Dói‑lhe a cabeça, dão‑lhe uns latejos rigorosamente a compasso, secos, fatais.

‑ Ai! Dois passos.

‑ Ai! Dois passos.

‑ Ai! Dois passos.

Martin leva a mão à testa. Está a suar como um bezerro, como um gladiador no circo, como um porco na matança.

- Ai!

Mais dois passos.

Martin começa a pensar muito depressa.

‑ De que tenho medo? Ah, ah! De que tenho eu medo? De quê, de quê? Tinha um dente de oiro. Ah, ah! De que posso eu ter medo? De quê? De quê? A mim ficava‑me bem um dente de oiro. Que luxo! Ah, ah! Eu não me meto em nada! Em nada! Que me podem fazer se eu não me meto em nada? Ah, ah! Que tipo! Um dente de oiro! Porque tenho eu medo? Não ganhamos para os sustos! Ah, ah! De repente, zás!, um dente de oiro! «Alto! os papéis!» Eu não tenho papéis. Ah, ah! Tão‑pouco tenho um dente de oiro. Ah, ah! Neste país nem Deus conhece os escritores. Paço, ai, se Paço tivesse um dente de oiro! Ah, ah! «Sim, colabora, colabora, não sejas parvo, logo verás que...» Que piada! Ah, ah! Isto é para uma pessoa ficar maluca! Isto é um mundo de loucos! De loucos varridos! De loucos perigosos! Ah, ah! À minha irmã fazia‑lhe falta um dente de oiro. Se tivesse dinheiro comprava um dente de oiro à minha irmã. Ah, ah! Nem a Isabel, a Católica, nem a vice‑secretária, nem a constância espiritual de ninguém. Está claro? O que eu quero é comer! Comer! Será que falo latim? Ah, ah! Ou chinês? Oiça, ponha‑me aqui um dente de oiro. Todo o mundo percebe. Ah, ah! Todo o mundo. Comer! Hem?! Comer! E quero comprar um maço inteiro e não fumar as beatas! Hã? Este mundo é uma merda! Aqui andam todos ao mesmo! Eh? Todos! Os que mais gritam calam‑se ao receberem duas mil pesetas por mês! Um dente de oiro. Ah, ah! E os que andam por aí de qualquer maneira, mal vestidos,

a estender a mão?! Muito bem! Mas mesmo muito bem! Dá‑me vontade de chamar cornos a todos, chiça!

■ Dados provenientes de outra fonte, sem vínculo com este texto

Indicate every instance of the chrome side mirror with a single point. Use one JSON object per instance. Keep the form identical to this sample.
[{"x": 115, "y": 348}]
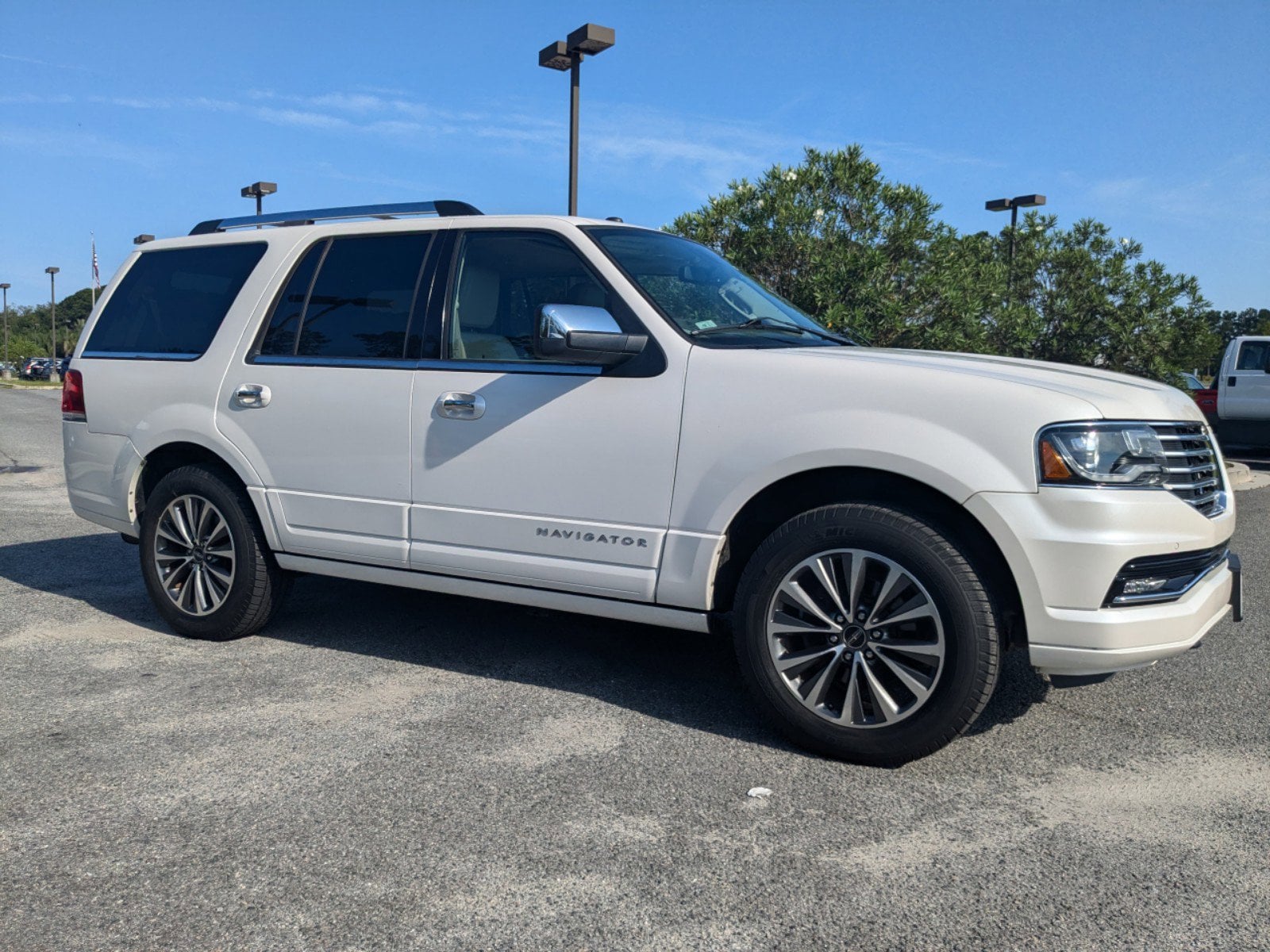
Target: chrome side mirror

Martin cospe com força e pára, o corpo apoiado contra a parede cinzenta de um prédio. Não vê nada nítido e há momentos em que não sabe se está vivo ou morto.

Martin está vencido.

A alcova do casal González tem os móveis de chapa, um dia agressiva e brilhante, hoje estragada e baça: a cama, as duas mesinhas‑de‑cabeceira, uma cómoda e um guarda‑vestidos.

A lâmpada do tecto, de globos verdes, está apagada. O candeeiro de globos verdes não tem lâmpadas, está só para adornar. A casa é iluminada com uma lâmpada que existe sobre a mesa‑de‑cabeceira de Roberto.

A cabeceira da cama, na parede, um cromo da Virgem del Perpetuo Socorro, prenda de casamento dos amigos de Roberto, presidiu a cinco felizes partos.

Roberto deixa o jornal.

O casal beija‑se com certa perícia. Ao fim destes anos, Roberto e Filo descobriram um mundo quase ilimitado.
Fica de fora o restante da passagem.